I believe we can teach and learn empathy, and I don't believe we have to like or agree with someone to be empathetic. We only need to be able to put ourselves in their shoes and see how it would feel to live the experiences they do. Our world is mired in politics and difficulty as a result of a lack of empathy in the moments we're living now:
To mask or not to mask.
To send our children to school or online school.
The colour of our skin and the perception society has of us as a result.
The area of the world or country in which we were raised.
Not only are these hot topics right now, but these are also the types of things that impact our ability to be empathetic or to receive empathy from others. In addition to that, we must also consider someone's upbringing and family heritage, as well as their neurology and overall mental health.
I was raised to be a very empathetic person and early on in my career was often finding myself in a space of being over empathetic, where someone's problems became my own in my desire to serve and help them be better, do better. That's not empathy - that's removing accountability from someone to do the hard work of self-improvement.
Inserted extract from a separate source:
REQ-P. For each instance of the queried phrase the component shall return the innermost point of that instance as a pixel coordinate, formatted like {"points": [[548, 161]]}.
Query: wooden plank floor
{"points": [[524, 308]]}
This is a fine line, and this is something that can take years to master.
Some key tips to being more empathetic that I often share with leaders include:
Be present - shut the inbox; put the phone down.
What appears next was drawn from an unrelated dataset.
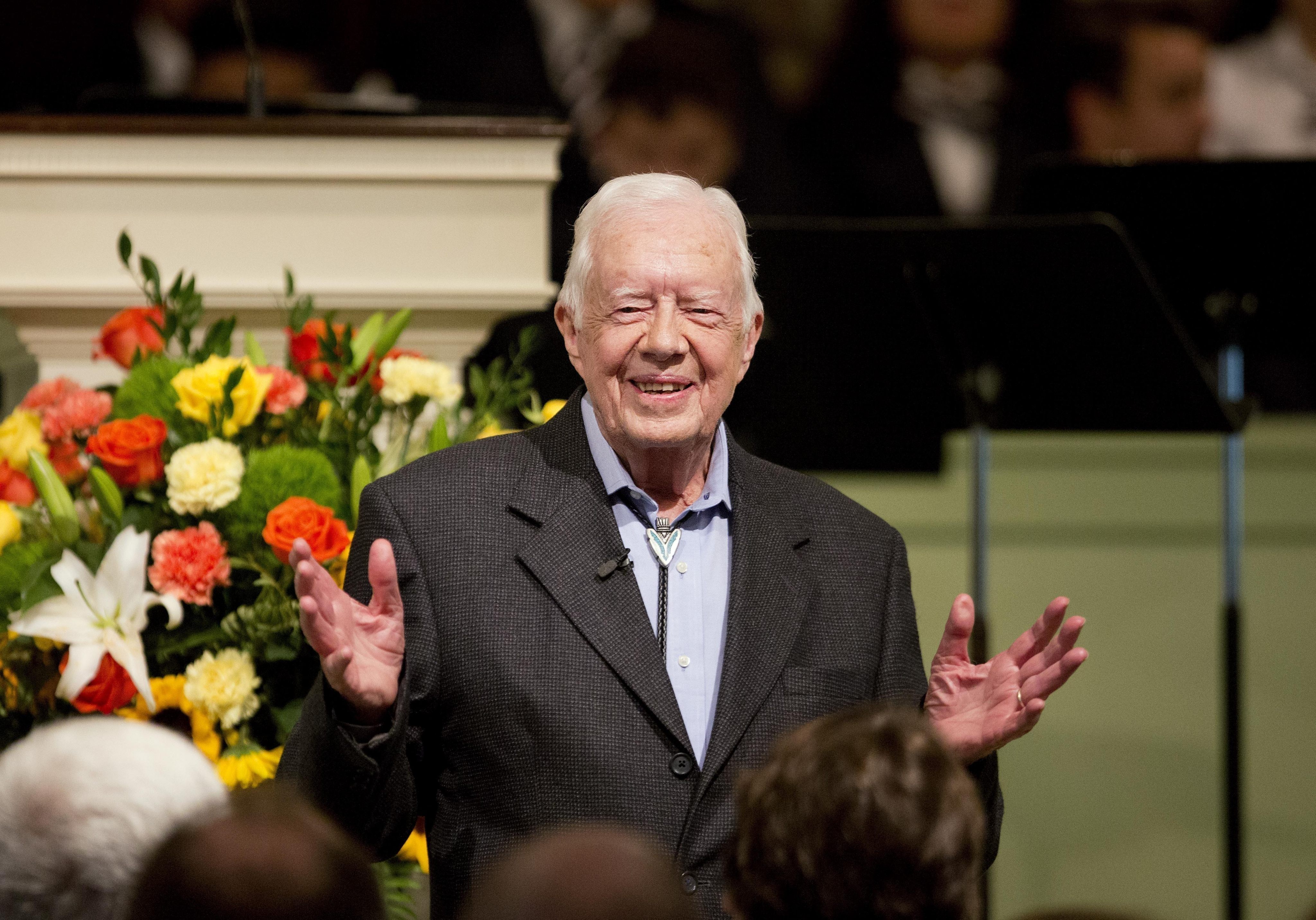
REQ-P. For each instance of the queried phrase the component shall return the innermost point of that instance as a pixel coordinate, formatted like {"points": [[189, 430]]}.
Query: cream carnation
{"points": [[406, 377], [204, 477], [223, 686]]}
When you ask someone how they're doing, make it genuine, and pay attention to their answer and body language.
Listen to understand not to respond.
Ask open-ended questions.
Manage your own emotions and expectations of yourself and the other party (or parties)
Suspend judgement and don't take things personally; if it's not about you, don't let it become about you. If it is about you, remain open to hearing what's going on for that individual and try to understand why they feel the way they do.
Empathy is part of our Platinum Level Leadership model, we embedded into all of our change programs; it's something we practice every day with one another and with our clients. The objective is always to be able to understand so that as we define a change, we can bring people along the journey of change with us, recognizing that each person is unique in their skills, talents, and background.